Não há dois diretores de cinema com estilos semelhantes, a não ser os medíocres. Dirigir um filme é um troço tão complicado que o talento, quando existe, molda aquilo tudo de acordo com seu próprio perfil.
Um dos talentos mais visíveis e mais enigmáticos do cinema americano é Alfred Hitchcock. A imprensa o chama de “O Mestre do Suspense”, o que esclarece tão pouco quanto chamar Ronaldo de “O Fenômeno”.

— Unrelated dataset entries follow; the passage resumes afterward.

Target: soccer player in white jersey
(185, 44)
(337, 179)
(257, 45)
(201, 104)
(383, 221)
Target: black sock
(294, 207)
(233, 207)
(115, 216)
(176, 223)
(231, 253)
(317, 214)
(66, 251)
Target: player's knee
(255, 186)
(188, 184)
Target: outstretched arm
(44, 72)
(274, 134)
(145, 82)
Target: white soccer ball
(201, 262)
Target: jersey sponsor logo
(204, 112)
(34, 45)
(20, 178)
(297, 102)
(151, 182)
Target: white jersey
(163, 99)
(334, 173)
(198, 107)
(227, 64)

Se Hitchcock era mestre em alguma coisa, então ele era o Mestre do Storyboard, ou o Mestre do Cronômetro, ou o Mestre da Colocação de Câmara. Seus filmes são preparados com a minúcia e a antevisão daquele pessoal que passa semanas enfileirando peças de dominó num ginásio para derrubá-las todas de uma vez só. Nada acontece por acaso. Todo efeito é previsto.

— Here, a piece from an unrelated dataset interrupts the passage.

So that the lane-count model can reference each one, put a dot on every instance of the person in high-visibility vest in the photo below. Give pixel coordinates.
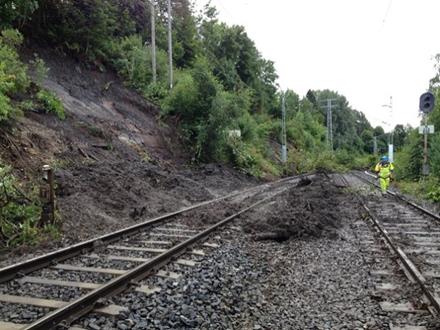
(384, 170)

Stirling Silliphant recorda sua experiência de finalizar um roteiro para Hitchcock na TV. Na primeira reunião que teve, ele descobriu que Hitchcock já tinha o filme inteiro (um episódio de TV, 50 minutos) decupado na mente.
Ele descrevia uma cena inteira, com posições de câmara, cortes, movimentação dos atores, e ao chegar num momento de tensão dizia: “E aqui, Stirling, eu vou precisar de um pouco de diálogo... Tanto assim.” E mostrava ao roteirista cerca de 5 centímetros com o polegar e o indicador.

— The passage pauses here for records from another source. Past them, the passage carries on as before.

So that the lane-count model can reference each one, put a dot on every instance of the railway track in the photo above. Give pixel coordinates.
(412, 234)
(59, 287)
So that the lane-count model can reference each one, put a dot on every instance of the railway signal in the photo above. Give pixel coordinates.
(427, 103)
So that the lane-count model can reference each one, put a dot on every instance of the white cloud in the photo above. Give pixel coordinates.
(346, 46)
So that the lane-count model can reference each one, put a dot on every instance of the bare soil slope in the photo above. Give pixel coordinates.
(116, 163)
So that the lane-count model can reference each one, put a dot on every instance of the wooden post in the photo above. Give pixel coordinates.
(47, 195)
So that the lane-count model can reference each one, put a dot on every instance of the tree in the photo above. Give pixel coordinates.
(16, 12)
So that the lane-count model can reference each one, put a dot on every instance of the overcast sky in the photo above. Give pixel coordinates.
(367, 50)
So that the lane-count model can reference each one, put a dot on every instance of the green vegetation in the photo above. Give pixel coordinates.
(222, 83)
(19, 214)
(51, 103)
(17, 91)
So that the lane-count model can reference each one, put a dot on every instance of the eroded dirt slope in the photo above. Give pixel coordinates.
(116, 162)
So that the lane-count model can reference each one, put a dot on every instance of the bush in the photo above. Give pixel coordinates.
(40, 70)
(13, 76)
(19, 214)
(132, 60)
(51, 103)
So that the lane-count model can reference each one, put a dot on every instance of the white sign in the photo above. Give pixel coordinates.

Essa precisão se chocava com as expectativas de atores que “gostam de trabalhar a emoção”. São famosos os choques entre Hitchcock e Paul Newman durante Cortina Rasgada, uma vez que Newman queria seguir a linha psicológica de interpretação, aprendida no Actor´s Studio, e Hitchcock gostava de dizer coisas tipo: “Você vai até a janela, olha para fora, acena, vem até o centro da sala, pára, olha para a direita, procura alguma coisa no bolso...”
Atores não gostam de se sentir como marionetes. Atores geralmente gostam de saber as motivações e as emoções do personagem, e improvisar esses pequenos gestos com espontaneidade.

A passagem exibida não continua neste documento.